Ce texte de Benjamin Constant qui, critiquant la théorie rousseauiste de la souveraineté absolue de la volonté générale, plaide pour une souveraineté limitée par la reconnaissance des droits des individus, présente ce qui constitue l’argument principal en faveur de la doctrine libérale de la loi :
En un mot, il n’existe au monde que deux pouvoirs, l’un illégitime, c’est la force; l’autre légitime, c’est la volonté générale. Mais en même temps que l’on reconnaît les droits de cette volonté, c’est-à-dire la souveraineté du peuple, il est nécessaire, il est urgent d’en bien concevoir la nature et d’en bien déterminer l’étendue. Sans une définition exacte et précise, le triomphe de la théorie pourrait devenir une calamité dans l’application. La reconnaissance abstraite de la souveraineté du peuple n’augmente en rien la somme de liberté des individus; et si l’on attribue à cette souveraineté une latitude qu’elle ne doit pas avoir, la liberté peut être perdue malgré ce principe, ou même par ce principe [.. ] L’universalité des citoyens est le souverain, dans ce sens que nul individu, nulle faction, nulle association partielle ne peut s’arroger la souveraineté, si elle ne lui a pas été délégué. Mais il ne s’ensuit pas que l’universalité des citoyens, ou ceux qui par elle sont investis de la souveraineté, puissent disposer souverainement de l’existence des individus. Il y a au contraire une partie de l’existence humaine qui, de nécessité, reste individuelle et indépendante, et qui est de droit hors de toute compétence sociale. La souveraineté n’existe que d’une manière limitée et relative. Au point où commence l’indépendance et l’existence individuelle, s’arrête la juridiction de cette souveraineté. Si la société franchit cette ligne, elle se rend aussi coupable que le despote qui n’a pour titre que le glaive exterminateur (…) L’assentiment de la majorité ne suffit nullement dans tous les cas, pour légitimer ses actes : il en existe que rien ne peut sanctionner ; lorsqu’une autorité quelconque commet des actes pareils, il importe peu de quelle source elle se dit émanée, il importe peu qu’elle se nomme individu ou nation ; elle serait la nation entière, moins le citoyen qu’elle opprime, qu’elle n’en serait pas plus légitime.

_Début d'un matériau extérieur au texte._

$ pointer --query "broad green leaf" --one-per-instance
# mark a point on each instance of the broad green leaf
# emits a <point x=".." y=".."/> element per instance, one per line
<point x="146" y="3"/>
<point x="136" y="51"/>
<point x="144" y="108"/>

Les libéraux souligne la menace que l’existence même de l’État, même démocratique, fait peser sur la liberté individuelle. En pratique, le pouvoir exercé au nom du peuple est toujours nécessairement l’émanation d’une volonté particulière: non pas la volonté de tout le peuple, mais la volonté de la majorité, voire, comme s’est désormais souvent le cas, la volonté de la majorité des suffrages exprimés à l’occasion d’une élection, majorité qui, compte tenu de l’abstention, peut être minoritaire dans le pays. La liberté de la ou des minorité(s) ne peut donc être garantie si on maintient de principe de la souveraineté absolue, illimitée, de la loi, au motif qu’elle serait toujours juste. La loi n’est pas juste en tant qu’elle exprime la souveraineté du peuple ou de la nation, mais dans la mesure où elle respecte les droits des individus. La souveraineté du peuple doit être limitée par la souveraineté de l’individu. Quand bien même elle serait la voix de la nation entière moins le citoyen qu’elle opprime, tant que les droits d’un seul sont violés, la loi ne peut être considérer comme juste. La fonction de la loi n’est pas d’exprimer la volonté générale mais de garantir à tous les individus la plus grande liberté possible compatible avec celle de tous les autres.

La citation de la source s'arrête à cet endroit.